Beyond ETF dynamics, mixed economic signals amplify uncertainty. Recent labor market data revealed U.S. unemployment climbing to 4.6%, the highest reading since 2021. Job creation remains uneven and inconsistent. These contradictory signals complicate Federal Reserve decision-making, suggesting monetary authorities will maintain a more measured approach despite moderating inflation trends.

Political considerations add another layer of complexity to the macro backdrop. President Donald Trump has publicly advocated for lower interest rates and hinted at potentially nominating a Federal Reserve chair who favors aggressive easing. While markets have largely dismissed these statements as noise, they introduce an additional variable into an already complex macro environment.

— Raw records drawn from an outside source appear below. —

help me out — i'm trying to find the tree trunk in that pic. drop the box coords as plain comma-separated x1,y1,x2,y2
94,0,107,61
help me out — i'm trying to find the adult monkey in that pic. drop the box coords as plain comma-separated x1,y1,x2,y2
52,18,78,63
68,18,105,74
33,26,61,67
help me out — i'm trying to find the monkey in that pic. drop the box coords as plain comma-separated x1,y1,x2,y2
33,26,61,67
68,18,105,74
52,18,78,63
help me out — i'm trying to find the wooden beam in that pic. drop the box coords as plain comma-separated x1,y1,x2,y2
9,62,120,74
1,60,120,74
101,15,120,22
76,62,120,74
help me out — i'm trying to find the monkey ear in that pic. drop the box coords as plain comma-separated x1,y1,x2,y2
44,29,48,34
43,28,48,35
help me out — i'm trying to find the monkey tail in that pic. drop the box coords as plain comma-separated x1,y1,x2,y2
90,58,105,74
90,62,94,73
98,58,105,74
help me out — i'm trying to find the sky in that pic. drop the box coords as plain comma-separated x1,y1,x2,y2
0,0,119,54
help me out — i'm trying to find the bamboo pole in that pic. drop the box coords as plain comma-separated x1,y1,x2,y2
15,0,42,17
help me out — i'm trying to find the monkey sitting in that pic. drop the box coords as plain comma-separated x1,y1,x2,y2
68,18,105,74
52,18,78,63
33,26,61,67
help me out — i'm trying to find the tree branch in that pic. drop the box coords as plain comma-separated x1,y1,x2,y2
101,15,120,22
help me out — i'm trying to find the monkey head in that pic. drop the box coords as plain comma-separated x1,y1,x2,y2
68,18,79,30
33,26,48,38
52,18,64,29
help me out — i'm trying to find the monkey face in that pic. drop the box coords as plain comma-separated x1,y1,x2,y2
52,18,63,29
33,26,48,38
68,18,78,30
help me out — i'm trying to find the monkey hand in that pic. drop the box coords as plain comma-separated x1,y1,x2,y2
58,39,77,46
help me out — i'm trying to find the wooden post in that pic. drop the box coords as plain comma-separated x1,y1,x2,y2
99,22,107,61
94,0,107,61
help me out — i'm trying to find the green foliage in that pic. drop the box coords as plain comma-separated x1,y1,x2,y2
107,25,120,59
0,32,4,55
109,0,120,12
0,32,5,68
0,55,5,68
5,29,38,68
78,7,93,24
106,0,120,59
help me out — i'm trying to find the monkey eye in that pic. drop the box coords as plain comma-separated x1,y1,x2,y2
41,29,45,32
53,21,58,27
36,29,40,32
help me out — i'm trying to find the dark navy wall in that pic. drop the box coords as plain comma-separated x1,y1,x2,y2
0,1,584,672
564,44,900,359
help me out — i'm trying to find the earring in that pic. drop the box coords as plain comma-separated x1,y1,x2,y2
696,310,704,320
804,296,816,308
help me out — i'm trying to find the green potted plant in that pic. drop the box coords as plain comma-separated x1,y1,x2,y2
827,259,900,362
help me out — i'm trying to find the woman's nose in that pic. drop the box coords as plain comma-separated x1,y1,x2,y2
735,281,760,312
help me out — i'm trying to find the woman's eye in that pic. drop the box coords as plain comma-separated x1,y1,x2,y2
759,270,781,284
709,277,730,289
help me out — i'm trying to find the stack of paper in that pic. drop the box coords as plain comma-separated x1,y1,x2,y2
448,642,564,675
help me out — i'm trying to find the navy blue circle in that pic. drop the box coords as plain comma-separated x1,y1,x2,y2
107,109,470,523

From a technical perspective, Bitcoin is consolidating rather than establishing a definitive trend. Resistance forms in the $88,000-$90,000 zone, with substantial supply above these levels held by investors who accumulated during prior rallies. The Fear and Greed Index currently registers at 17/100, signaling extreme fear conditions. Historically, sentiment readings in this range have coincided with potential undervaluation opportunities, though current market structure remains cautious.

Technical Support Breakdown: Is $70,000 on the Horizon?

Bitcoin Magazine’s technical analysts have flagged critical concerns regarding the $84,000 support level, warning that additional pressure could trigger a deeper decline. Should Bitcoin break decisively below this threshold, the next target zone would encompass $72,000 to $68,000. While initial bounces are anticipated from this lower zone—potentially retesting $84,000—bears currently maintain directional control.

The near-term technical picture suggests momentum favors sellers. Last week’s weekly close finished in red territory, as Bitcoin failed to sustain gains near $94,000. Bears are well-positioned to drive prices lower in the current session.

Bitwise researchers have suggested an alternative scenario: Bitcoin could potentially break its traditional four-year cycle pattern. The firm speculates that BTC might achieve new all-time highs in 2026 characterized by lower volatility and reduced correlation to equity markets. However, this optimistic scenario requires substantial buying volume to overcome resistance levels extending from $94,000 to $118,000.

At current levels of $87,850, Bitcoin remains locked in a delicate balance between fear-driven selling and contrarian accumulation signals. The crypto market crash today reflects both immediate technical weakness and lingering structural challenges from institutional redemptions, creating an environment where directional conviction remains elusive.